Overall, the Friday jobs report added to concern that the economic recovery may be slowing.
The figures on job creation come a week after the Commerce Department reported that during the first three months of 2012, economic growth had slowed to an annual rate of 2.2 percent, after reaching 3 percent growth at the end of 2011.
The economy added 115,000 payroll jobs last month, a meager showing compared with earlier this year, when the jobs tally was rising at twice that rate and was sowing optimism about the nation’s economic prospects.
The ranks of the unemployed fell by 173,000 in April as workers gave up their job search.

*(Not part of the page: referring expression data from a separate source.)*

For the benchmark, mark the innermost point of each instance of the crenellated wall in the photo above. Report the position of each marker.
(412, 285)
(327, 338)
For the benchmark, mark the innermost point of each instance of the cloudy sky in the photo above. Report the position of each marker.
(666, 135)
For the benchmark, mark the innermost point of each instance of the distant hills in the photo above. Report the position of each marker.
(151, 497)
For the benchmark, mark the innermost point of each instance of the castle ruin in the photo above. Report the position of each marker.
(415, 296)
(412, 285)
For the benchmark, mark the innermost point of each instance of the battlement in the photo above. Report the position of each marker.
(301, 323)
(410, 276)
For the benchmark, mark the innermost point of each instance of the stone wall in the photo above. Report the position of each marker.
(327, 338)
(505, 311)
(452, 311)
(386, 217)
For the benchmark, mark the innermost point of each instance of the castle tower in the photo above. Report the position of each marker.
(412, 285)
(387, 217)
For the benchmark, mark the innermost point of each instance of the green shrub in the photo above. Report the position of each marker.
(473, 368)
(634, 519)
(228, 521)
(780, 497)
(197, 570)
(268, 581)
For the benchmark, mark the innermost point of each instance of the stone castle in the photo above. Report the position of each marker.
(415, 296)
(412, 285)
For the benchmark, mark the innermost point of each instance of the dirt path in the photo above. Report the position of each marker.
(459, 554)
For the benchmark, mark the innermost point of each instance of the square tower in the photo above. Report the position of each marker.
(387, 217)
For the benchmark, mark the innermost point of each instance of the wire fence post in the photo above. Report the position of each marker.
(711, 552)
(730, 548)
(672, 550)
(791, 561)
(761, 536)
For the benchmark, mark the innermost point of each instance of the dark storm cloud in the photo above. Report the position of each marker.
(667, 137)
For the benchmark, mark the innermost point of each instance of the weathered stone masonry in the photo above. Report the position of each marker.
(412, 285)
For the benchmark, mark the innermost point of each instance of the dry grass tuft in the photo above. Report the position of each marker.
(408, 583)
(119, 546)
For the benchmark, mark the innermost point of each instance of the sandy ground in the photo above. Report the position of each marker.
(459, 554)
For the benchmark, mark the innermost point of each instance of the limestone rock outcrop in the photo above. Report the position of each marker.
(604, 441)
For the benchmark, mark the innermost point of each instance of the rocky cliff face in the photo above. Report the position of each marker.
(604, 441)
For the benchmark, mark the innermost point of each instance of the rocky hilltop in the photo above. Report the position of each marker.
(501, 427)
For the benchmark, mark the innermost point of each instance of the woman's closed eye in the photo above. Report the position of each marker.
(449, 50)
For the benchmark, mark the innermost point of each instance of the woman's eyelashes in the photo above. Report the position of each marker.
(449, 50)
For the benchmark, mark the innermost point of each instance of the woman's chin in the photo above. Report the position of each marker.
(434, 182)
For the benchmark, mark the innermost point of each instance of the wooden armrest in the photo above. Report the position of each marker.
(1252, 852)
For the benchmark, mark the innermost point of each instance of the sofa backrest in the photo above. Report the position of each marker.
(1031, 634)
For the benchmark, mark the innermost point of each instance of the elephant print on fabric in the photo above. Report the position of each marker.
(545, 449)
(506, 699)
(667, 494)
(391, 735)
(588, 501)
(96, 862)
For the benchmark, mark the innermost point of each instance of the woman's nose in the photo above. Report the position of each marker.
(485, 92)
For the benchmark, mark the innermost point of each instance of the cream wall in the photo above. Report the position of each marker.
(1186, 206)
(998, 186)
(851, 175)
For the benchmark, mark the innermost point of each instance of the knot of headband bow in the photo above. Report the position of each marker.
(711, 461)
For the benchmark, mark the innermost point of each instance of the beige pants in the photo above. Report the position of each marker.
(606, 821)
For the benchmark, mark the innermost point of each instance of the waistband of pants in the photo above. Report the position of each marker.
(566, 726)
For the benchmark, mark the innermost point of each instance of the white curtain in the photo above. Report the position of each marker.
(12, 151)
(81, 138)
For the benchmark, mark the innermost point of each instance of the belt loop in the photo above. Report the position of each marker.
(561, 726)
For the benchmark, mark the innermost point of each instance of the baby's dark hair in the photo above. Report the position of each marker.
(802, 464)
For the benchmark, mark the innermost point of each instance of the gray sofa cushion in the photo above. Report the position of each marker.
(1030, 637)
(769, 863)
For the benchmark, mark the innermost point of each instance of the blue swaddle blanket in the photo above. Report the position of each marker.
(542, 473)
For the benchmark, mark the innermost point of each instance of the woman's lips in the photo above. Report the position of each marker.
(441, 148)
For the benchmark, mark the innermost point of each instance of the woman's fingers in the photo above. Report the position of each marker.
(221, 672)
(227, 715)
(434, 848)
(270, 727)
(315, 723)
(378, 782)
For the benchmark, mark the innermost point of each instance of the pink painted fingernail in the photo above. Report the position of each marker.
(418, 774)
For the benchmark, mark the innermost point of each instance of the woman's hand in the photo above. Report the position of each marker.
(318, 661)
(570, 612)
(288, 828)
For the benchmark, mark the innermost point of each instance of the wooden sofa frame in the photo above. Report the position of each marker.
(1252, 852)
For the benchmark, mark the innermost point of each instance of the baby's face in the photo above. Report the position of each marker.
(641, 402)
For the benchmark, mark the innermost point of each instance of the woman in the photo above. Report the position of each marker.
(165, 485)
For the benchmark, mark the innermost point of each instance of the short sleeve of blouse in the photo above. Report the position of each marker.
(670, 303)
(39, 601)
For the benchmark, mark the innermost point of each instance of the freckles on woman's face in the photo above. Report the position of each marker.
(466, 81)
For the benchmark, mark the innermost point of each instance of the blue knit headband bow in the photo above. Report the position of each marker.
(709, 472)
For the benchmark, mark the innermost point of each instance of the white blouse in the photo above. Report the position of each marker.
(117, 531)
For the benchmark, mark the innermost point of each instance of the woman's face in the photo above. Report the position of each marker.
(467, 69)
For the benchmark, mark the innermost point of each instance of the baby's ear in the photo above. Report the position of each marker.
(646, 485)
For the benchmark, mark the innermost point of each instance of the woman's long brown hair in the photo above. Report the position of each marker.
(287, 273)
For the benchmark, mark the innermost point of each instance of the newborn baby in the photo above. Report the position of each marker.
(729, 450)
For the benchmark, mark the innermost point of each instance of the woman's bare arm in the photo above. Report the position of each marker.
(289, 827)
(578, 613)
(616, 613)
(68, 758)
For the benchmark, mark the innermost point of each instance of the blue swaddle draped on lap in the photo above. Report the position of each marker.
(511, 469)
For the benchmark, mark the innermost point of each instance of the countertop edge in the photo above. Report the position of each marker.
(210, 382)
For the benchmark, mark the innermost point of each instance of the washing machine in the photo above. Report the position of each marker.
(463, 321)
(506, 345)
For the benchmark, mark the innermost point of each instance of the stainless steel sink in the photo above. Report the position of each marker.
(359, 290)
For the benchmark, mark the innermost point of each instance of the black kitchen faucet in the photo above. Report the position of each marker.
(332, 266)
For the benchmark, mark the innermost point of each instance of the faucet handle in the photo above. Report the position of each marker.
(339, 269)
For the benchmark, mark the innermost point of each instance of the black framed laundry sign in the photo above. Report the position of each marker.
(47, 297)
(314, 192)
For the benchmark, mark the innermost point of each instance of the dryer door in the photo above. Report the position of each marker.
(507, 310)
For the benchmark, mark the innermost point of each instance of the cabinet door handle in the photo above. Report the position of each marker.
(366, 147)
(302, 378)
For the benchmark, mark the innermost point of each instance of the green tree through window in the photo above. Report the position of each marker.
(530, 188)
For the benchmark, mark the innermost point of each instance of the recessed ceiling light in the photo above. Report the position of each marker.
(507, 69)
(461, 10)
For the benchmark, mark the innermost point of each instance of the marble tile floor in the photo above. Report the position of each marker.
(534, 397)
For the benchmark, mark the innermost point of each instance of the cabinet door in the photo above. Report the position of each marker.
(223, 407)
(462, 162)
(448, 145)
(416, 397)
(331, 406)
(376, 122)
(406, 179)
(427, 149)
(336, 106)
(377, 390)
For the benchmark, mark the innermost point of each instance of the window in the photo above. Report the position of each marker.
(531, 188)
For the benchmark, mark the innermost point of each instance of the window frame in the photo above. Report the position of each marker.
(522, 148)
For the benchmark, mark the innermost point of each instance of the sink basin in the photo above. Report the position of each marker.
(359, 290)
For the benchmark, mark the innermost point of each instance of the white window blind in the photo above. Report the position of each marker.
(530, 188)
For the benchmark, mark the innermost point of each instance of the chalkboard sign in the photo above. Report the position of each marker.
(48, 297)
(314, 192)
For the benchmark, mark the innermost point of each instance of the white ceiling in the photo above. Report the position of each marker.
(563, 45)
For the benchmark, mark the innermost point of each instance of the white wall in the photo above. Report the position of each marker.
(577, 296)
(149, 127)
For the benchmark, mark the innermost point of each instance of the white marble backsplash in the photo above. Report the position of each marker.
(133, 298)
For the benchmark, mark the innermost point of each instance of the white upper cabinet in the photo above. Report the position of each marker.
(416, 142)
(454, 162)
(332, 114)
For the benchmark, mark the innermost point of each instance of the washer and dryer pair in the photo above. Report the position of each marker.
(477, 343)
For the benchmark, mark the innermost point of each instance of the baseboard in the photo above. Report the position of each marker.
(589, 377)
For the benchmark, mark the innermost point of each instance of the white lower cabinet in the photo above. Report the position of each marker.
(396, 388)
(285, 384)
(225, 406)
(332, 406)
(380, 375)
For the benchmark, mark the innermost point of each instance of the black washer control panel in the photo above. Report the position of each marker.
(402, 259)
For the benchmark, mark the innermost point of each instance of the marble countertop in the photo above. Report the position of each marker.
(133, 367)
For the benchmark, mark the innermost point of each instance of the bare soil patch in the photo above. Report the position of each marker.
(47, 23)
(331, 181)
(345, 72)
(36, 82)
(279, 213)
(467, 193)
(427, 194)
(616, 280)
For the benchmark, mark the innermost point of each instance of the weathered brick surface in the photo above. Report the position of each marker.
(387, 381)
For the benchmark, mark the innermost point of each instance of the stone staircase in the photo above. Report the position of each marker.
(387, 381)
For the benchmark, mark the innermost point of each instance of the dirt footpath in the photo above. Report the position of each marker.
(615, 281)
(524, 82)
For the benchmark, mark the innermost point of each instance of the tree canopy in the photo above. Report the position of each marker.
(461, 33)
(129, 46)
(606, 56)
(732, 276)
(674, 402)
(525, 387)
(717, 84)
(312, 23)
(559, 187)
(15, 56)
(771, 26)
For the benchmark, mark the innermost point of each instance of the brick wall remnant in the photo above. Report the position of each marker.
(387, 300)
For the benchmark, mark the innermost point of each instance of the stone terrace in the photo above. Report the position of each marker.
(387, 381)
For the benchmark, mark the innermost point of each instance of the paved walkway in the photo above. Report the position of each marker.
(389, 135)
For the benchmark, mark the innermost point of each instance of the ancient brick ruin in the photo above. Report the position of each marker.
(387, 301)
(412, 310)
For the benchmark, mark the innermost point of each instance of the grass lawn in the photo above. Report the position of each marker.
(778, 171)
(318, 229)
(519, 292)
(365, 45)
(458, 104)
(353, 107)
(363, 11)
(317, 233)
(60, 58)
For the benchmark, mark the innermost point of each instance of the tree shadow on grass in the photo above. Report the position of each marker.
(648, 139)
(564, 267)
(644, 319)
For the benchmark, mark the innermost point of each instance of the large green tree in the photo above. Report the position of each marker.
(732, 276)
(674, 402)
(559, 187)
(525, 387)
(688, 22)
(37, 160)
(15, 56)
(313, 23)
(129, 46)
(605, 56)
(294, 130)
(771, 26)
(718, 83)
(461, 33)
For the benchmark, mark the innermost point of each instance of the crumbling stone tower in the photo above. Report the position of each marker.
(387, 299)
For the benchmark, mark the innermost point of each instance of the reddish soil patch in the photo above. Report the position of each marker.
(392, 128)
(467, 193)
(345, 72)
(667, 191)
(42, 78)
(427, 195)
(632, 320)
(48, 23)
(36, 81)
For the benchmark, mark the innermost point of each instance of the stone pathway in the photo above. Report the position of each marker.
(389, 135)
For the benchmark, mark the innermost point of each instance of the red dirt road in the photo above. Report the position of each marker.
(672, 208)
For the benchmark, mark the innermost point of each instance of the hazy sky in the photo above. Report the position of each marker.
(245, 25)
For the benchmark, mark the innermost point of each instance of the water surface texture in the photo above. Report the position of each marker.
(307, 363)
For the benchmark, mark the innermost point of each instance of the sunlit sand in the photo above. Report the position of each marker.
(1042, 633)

The labor force, defined as the number of people working or seeking work, fell by 342,000 in April, the Labor Department said.
The jobs figures are “generally telling you that discouragement is rising,” said Steven Ricchiuto, chief economist at Mizuho Securities.
Other economists say that while discouragement is a factor in the shrinking labor force, so is the aging of the baby-boom generation.
Since 2000, the percentage of Americans working or seeking work — the labor force participation rate — has been steadily declining as baby boomers have begun retiring. Because of this, the Federal Reserve Bank of Chicago expects the labor force participation rate to be lower in 2020 than it is today, regardless of how well the economy does.
In a March report titled “Dispelling an Urban Legend,” Dean Maki, an economist at Barclays Capital, found that demographics accounted for a majority of the drop in the participation rate since 2002.
To put that in perspective, economists project that if the same percentage of adults were in the workforce today as when Barack Obama took office, the unemployment rate would be 11.1 percent. If the percentage was where it was when George W. Bush took office, the unemployment rate would be 13.1 percent.
The unemployment numbers, which may be the economic statistic bandied about the most in a presidential contest, were seized upon by presumptive Republican presidential nominee Mitt Romney, who called Friday’s report “terrible and very disappointing.”
Romney suggested that job growth in a recovery should be closer to 500,000 jobs a month.
“This is way, way, way off from what should happen in a normal recovery,” he said on Fox News. “It’s a terrible and very disappointing report this morning. . . . We seem to be slowing down, not speeding up. This is not progress.”